On 5 February 2008, the appellant approached the Judicial Magistrate First Class, Chandigarh under Section 156(3) CrPC. The application was accepted on 19 February 2008 and proceedings under Section 200 CrPC were initiated. Some prosecution evidence was recorded on 21 April 2008 and 10 January 2009. Summoning orders followed on 8 December 2009. The case was committed to the Sessions Court on 3 May 2010.

All three respondents moved the Punjab & Haryana High Court seeking quashing of the complaint and the summoning order. While that challenge was pending, the Sessions Court framed charges on 5 April 2011 — but only against respondent no. 2, Narinder Bansal. Respondents no. 1 and 3, Pardeep Kumar Bansal and Gurmail Singh, were discharged.

Aggrieved by the discharge, the appellant filed criminal revision CRR-993-2011 (O&M) before the High Court. Respondent no. 2 simultaneously challenged the charge-framing and summoning order through CRM-M-26058 of 2011. The High Court disposed of both revisions by a common order dated 2 September 2019, remanding the matter to the Judicial Magistrate First Class, Chandigarh to comply with Section 244 CrPC. The appellant brought that order to the Supreme Court by way of Special Leave Petition (Criminal) No. 776 of 2020, in which leave was granted and the matter was heard as a criminal appeal.

The High Court's Reasoning

The High Court held that Section 244 CrPC mandates a Magistrate to hear all prosecution evidence before committing a complaint-based case, regardless of whether the offence is ultimately triable by the Magistrate or the Sessions Court. The single judge reasoned that where a case is based on a complaint rather than a police report, there must be some pre-committal evidence beyond the pre-summoning material, so that the Magistrate does not function as a mere mouthpiece of the prosecution.

The High Court relied principally on three decisions: Ajoy Kumar Ghose v. State of Jharkhand, Sunil Mehta v. State of Gujarat, and Harinarayan G. Bajaj v. State of Maharashtra.

Why the Supreme Court Disagreed

The Supreme Court examined the three precedents on which the High Court rested its reasoning and found each was distinguishable.

In Ajoy Kumar Ghose, the coordinate bench had been addressing offences under Sections 177, 181, 468 and 471 IPC — offences triable by a Magistrate. The finding that a Magistrate must record evidence under Section 244 was made, the Court said, squarely in the context of Magistrate-triable offences and had no purchase in the present case, which concerned an allegation under Section 302 IPC, exclusively triable by the Sessions Court.

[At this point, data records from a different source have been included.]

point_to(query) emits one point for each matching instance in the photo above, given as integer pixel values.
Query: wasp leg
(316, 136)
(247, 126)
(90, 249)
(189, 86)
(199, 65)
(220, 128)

In Harinarayan G. Bajaj, the question had been the interpretation of Section 319 CrPC and the right of additionally summoned accused to cross-examine witnesses. The Court found that neither the right of cross-examination nor the meaning of the word “proceedings” as used in Section 319 arose in the present case. Reliance on that judgment was therefore misplaced.

In Sunil Mehta, the issue was whether evidence recorded under Section 202 CrPC prior to taking cognizance could count as evidence for framing charge. The sections involved were Sections 406 and 114 IPC, well within the Magistrate's jurisdiction. The distinguishing factor, the Court noted, was that the entire ambit of that case lay within powers the CrPC grants to a Magistrate, unlike the present case.

The Statutory Architecture and Precedent the Court Applied

The Court set out the relevant provisions in sequence. Section 200 CrPC, in Chapter XV, governs examination of a complainant when a Magistrate takes cognizance on complaint. Section 209, in Chapter XVI, governs commitment to the Sessions Court when the offence is exclusively triable there: once it appears to the Magistrate that the offence is so triable, the Magistrate must commit the case and send the record to the Sessions Court. Section 244, in Chapter XIX Part B, governs the procedure in warrant cases instituted otherwise than on police report — cases that remain before the Magistrate for trial.

The Court drew on Supdt. and Remembrancer of Legal Affairs v. Ashutosh Ghosh, which held that under the CrPC the only requirement from the Magistrate is to determine whether the offence is exclusively triable by the Sessions Court, and that no evidence need be taken for that purpose.

The Constitution Bench in Hardeep Singh v. State of Punjab had observed that at the pre-trial stage the Magistrate performs acts in the nature of administrative work — ensuring compliance with Sections 207 and 208 CrPC and committing the matter — and is expressly forbidden from applying his mind to the merits. The Court found those observations directly relevant.

Two three-judge bench decisions reinforced the conclusion. In Sanjay Gandhi v. Union of India, Justice V. R. Krishna Iyer described the Magistrate's power at the committal stage as a “narrow inspection hole” and said that going into the merits would frustrate the Legislature's purpose. In State of Orissa v. Debendra Nath Padhi and Rattiram v. State of M.P., the Court analysed how Parliament had consciously stripped away the elaborate pre-committal inquiry that existed under the Code of Criminal Procedure, 1898. Sections 207 and 207-A of the old Code had required the Magistrate to hold an inquiry, take evidence, permit cross-examination and re-examination, and decide whether to discharge or commit — a process the Law Commission's 41st Report described as “largely a waste of time and effort.” The new Section 209 replaced that structure with a stripped-down commitment mechanism.

The Court found that accepting the High Court's reasoning would require the same witnesses to depose about the same facts at least twice — once before the Magistrate and again at trial before the Sessions Court. This, it held, served no purpose and found no support in the law.

Outcome

The Supreme Court held that the High Court had proceeded on an erroneous reading of the law. The impugned judgment and order dated 2 September 2019 was set aside.

The Court turned to the substantive grievance that had driven the appellant's revision before the High Court: whether the Sessions Court erred in not framing charges against respondents no. 1 and 3. Since the remand to the Magistrate was held to be legally incorrect, the Court directed the High Court to hear both the appellant's revision petition (CRR-993-2011) and respondent no. 2's revision petition (CRM-M-26058 of 2011) afresh and decide them independently.

Given that charges against respondent no. 2 had been framed as far back as 2011, the Court requested that both petitions be decided as expeditiously as possible and in any event not later than nine months. Parties were directed to appear before the High Court on 16 July 2026.

The appeal was allowed. Pending applications, if any, were disposed of.